Grant number: 13/04257-6
Support type:Scholarships abroad - Research
Effective date (Start): July 31, 2013
Effective date (End): February 27, 2014
Field of knowledge:Applied Social Sciences - Administration - Business Administration
Principal researcher:Rafael Felipe Schiozer
Grantee:Rafael Felipe Schiozer
Host: Franklin Allen
Home Institution: Escola de Administração de Empresas (EAESP). Fundação Getúlio Vargas (FGV). São Paulo , SP, Brazil
Research place: University of Pennsylvania, United States  

Abstract

During my visit to Wharton, I will be working simultaneously on two studies that have interconnected subjects. There will be synergies between these projects, since great part of the literature is common to them. Both are also well related to my latest research, dealing with financial stability, regulation of banking systems and the effects of financial crises, topics which are in vogue in the financial literature. The first project is a cross-country study on the perception of depositors about implicit state-provided guarantees to large banks (popularly known as too-big-to-fail policy).
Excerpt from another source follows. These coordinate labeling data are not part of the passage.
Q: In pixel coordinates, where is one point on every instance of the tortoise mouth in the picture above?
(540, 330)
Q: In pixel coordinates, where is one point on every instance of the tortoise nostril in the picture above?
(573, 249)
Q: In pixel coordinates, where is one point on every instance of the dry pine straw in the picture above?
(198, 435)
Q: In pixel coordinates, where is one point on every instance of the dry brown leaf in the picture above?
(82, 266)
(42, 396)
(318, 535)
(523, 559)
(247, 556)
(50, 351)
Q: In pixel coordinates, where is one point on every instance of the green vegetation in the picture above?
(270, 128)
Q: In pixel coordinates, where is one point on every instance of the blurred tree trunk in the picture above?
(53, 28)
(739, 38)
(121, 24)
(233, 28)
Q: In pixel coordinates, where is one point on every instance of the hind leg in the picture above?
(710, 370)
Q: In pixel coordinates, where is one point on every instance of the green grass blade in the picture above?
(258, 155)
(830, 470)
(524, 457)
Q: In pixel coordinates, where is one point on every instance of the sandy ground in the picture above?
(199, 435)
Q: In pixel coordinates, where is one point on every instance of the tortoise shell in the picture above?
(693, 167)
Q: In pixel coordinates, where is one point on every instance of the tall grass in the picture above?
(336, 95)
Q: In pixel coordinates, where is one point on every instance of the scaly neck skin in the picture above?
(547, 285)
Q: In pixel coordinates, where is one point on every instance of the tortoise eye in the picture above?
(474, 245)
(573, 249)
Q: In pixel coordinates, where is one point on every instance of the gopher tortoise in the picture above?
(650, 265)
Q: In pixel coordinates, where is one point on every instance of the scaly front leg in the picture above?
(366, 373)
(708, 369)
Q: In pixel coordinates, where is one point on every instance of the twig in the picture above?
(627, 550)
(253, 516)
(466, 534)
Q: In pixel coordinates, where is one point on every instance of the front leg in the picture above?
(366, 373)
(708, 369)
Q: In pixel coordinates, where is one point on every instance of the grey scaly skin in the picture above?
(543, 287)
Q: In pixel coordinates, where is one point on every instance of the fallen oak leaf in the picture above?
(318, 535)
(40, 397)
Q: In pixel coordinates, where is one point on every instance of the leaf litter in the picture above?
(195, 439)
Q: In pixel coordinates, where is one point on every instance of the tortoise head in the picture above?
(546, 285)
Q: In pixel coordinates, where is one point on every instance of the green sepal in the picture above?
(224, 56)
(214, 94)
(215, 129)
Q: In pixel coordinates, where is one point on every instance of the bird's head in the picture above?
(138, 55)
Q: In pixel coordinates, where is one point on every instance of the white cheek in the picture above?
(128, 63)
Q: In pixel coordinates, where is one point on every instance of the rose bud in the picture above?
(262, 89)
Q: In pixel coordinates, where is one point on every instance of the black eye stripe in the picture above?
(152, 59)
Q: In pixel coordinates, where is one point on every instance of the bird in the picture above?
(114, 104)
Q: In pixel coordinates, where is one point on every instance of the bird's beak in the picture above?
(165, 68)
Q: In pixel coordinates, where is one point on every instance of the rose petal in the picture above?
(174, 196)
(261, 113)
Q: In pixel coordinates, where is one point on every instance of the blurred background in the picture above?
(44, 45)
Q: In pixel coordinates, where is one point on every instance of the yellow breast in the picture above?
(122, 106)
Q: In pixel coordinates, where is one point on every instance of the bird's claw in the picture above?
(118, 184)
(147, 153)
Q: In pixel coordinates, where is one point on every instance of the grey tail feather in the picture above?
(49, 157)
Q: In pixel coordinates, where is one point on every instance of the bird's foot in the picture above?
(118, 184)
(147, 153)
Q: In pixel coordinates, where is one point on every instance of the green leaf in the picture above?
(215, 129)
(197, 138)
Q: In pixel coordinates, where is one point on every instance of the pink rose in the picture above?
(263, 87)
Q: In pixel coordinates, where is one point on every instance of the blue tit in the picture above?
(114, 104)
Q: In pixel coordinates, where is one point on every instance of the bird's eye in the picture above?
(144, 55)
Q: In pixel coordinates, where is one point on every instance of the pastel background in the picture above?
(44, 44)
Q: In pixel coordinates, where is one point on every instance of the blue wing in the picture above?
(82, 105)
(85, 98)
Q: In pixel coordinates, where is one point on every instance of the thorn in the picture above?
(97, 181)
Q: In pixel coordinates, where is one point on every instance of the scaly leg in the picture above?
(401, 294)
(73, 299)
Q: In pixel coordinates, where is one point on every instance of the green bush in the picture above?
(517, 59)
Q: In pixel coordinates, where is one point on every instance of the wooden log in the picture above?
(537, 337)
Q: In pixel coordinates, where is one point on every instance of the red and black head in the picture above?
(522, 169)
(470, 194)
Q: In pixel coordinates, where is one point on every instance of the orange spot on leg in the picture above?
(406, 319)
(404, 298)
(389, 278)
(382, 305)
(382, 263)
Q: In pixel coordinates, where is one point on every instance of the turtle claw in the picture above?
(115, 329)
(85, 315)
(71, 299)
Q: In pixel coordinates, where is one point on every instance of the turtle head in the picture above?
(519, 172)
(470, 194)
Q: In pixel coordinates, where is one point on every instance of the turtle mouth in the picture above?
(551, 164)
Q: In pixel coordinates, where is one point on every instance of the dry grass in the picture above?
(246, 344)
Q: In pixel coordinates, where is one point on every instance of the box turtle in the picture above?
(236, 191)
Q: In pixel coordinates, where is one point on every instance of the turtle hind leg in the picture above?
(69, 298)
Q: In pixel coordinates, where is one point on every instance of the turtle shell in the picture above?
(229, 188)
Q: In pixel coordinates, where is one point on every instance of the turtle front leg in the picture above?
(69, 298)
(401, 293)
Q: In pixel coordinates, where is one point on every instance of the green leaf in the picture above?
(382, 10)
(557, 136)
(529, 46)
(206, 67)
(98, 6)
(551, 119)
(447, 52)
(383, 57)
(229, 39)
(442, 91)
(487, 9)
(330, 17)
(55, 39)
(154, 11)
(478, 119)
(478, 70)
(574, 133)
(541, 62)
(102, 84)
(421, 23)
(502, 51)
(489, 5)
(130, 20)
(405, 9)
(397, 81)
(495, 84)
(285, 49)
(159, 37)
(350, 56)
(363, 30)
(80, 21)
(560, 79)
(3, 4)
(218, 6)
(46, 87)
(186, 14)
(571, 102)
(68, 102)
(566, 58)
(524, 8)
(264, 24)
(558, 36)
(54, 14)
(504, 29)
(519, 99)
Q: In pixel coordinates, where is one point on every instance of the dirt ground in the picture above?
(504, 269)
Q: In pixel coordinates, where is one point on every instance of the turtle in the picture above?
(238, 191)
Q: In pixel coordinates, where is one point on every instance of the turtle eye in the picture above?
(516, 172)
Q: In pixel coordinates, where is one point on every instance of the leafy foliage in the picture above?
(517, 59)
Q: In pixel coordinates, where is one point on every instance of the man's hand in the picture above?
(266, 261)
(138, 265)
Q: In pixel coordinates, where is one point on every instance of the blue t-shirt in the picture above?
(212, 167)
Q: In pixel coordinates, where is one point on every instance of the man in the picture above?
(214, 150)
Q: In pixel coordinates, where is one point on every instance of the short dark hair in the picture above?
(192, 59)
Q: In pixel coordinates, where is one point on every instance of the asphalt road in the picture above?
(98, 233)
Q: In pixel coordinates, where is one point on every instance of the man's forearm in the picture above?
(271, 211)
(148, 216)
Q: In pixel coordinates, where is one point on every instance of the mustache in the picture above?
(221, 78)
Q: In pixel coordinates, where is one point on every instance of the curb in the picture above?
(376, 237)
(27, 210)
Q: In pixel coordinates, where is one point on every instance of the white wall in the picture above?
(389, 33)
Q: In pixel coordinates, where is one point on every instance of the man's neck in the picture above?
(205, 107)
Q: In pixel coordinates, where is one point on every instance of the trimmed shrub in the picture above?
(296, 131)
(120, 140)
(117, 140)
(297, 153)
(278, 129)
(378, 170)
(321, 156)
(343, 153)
Two shocks will be used for the empirical identification strategy: i) the global financial crisis of 2008/09 and; ii) the sovereign crisis of countries in the Eurozone. The underlying idea is that, during the first crisis, banks considered too big to fail may have received deposits as they enjoyed an implicit (and sometimes explicit) guarantee from their governments. In the second shock, given the weak fiscal condition of some countries, big banks in these countries would have little chance of being bailed out in case of necessity, unlike banks from countries with a solid fiscal situation. Therefore, my hypothesis is that the foreign subsidiaries of banks with an international presence, but headquartered in countries with a weak fiscal condition (such as Santander) are disadvantaged against large banks from fiscally-sound countries (such as Deutsche Bank and Standard Chartered). The second study investigates the transmission of financial crises to credit, using the global financial crisis of 2008/09 as an exogenous shock. It is in principle a study on the Brazilian financial system, with great possibility of being extended to a cross-country study in emerging markets. (AU)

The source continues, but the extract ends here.